AHPA said it has received numerous enquiries as to whether Judge Tena Campbell's ruling clears the way for the reintroduction of ephedra. But after convening its executive committee this week, the association adopted the position that companies should not jump the gun by reintroducing their products before the FDA has declared what it plans to do next.
On April 13 Judge Campbell ordered that the FDA must carry out a dose-dependent toxicology study and impose a ban on the herbal's use only at and above the level at which it is found to produce toxicity.
She also enjoined the government agency from taking any enforcement action to block Nutraceutical from selling supplements containing 10mg or less of ephedrine alkaloids per daily dose.
Jonathan Emord, council for Nutraceutical Corporation, which brought the case against the FDA, told NutraIngredients-USA that the FDA has two options: to accept the judgment and carry out testing to determine the precise dose at which ephedrine alkaloids produce toxicity and impose a ban above that level; or exercise its right to appeal to the Court of Appeal for the Tenth Circuit.
But the FDA has said nothing more than that it interprets the ruling to mean that the ban remains in effect as to higher dosages of these ephedrine-containing products.
"FDA is considering all of its options with respect to next steps," said a spokesperson.
The ruling has stirred up renewed discussion over the herbal, which was banned last April. The opinion from some quarters is that the ruling constitutes an overturn of the FDA's ban.

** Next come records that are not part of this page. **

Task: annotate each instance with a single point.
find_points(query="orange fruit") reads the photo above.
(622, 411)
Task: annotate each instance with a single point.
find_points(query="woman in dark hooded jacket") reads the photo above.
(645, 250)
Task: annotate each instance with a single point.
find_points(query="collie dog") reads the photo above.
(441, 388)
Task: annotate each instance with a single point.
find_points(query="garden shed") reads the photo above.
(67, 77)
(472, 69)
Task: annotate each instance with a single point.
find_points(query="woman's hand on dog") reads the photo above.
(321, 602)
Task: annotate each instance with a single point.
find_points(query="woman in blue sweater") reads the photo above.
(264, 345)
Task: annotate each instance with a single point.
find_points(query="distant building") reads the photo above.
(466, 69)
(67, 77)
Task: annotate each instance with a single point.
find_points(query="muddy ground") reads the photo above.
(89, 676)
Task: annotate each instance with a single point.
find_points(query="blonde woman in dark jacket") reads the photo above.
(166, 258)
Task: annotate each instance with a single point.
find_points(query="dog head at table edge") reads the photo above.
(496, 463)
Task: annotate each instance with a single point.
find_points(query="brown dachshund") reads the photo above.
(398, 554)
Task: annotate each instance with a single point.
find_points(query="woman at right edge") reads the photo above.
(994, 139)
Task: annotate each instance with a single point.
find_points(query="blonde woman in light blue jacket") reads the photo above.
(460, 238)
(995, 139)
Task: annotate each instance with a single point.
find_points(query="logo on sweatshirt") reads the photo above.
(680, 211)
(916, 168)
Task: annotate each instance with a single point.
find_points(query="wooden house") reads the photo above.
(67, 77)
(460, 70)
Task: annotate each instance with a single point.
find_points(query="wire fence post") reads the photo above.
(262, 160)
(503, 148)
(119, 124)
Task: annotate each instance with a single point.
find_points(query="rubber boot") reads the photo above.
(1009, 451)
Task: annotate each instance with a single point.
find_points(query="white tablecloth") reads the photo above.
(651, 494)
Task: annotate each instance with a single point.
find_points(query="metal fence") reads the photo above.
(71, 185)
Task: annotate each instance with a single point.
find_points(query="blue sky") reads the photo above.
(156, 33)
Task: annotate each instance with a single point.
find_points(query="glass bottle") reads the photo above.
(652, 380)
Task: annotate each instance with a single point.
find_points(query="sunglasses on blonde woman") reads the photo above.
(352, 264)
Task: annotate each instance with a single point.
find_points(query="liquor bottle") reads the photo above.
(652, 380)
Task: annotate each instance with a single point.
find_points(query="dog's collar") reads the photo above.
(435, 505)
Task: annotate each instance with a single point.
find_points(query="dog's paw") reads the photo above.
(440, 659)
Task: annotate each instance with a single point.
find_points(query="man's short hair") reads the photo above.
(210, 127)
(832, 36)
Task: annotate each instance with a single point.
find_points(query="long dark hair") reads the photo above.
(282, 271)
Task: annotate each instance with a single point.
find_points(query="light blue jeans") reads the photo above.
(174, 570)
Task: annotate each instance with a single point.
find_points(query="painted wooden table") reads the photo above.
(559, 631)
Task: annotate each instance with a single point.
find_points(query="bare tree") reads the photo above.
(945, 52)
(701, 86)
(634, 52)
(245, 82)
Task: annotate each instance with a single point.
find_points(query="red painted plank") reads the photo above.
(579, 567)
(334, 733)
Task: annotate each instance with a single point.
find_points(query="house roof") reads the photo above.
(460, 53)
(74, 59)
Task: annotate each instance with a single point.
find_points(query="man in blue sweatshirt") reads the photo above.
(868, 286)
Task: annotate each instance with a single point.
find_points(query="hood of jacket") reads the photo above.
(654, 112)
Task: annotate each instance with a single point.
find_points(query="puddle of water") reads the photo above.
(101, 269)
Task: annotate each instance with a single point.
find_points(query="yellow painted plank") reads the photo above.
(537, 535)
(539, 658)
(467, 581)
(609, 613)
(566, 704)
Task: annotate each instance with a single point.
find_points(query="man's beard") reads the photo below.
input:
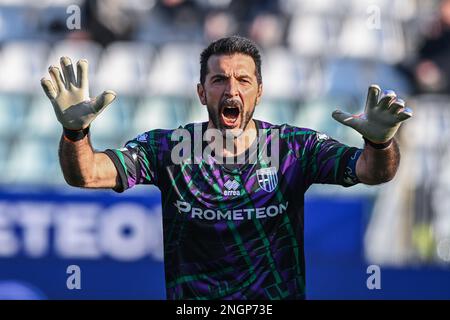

At the time of the ruling Emord told NutraIngredients-USA.com: "At the moment there is no question that the ban is overturned."
AHPA's point of view has also been echoed by the Council for Responsible Nutrition, which issued a statement saying: "This ruling applies only to a very specific segment of the ephedra dietary supplement market and should not be misinterpreted as a complete overturn of the ephedra ban."
AHPA has also expressed doubt as to the efficacy of ephedra as a weight loss ingredient, its main use prior to the ban.
"AHPA is not aware of any information that would substantiate a claim for weight loss for ephedrine alkaloids alone in amounts less than 10 milligrams per day," it said.
The association also notes that it has always interpreted the wording of the FDA's final ruling on ephedra to exclude botanical sources of ephedrine alkaloids in traditional Asian medicine. It surmises, therefore, that the court's decision has no direct impact on such goods.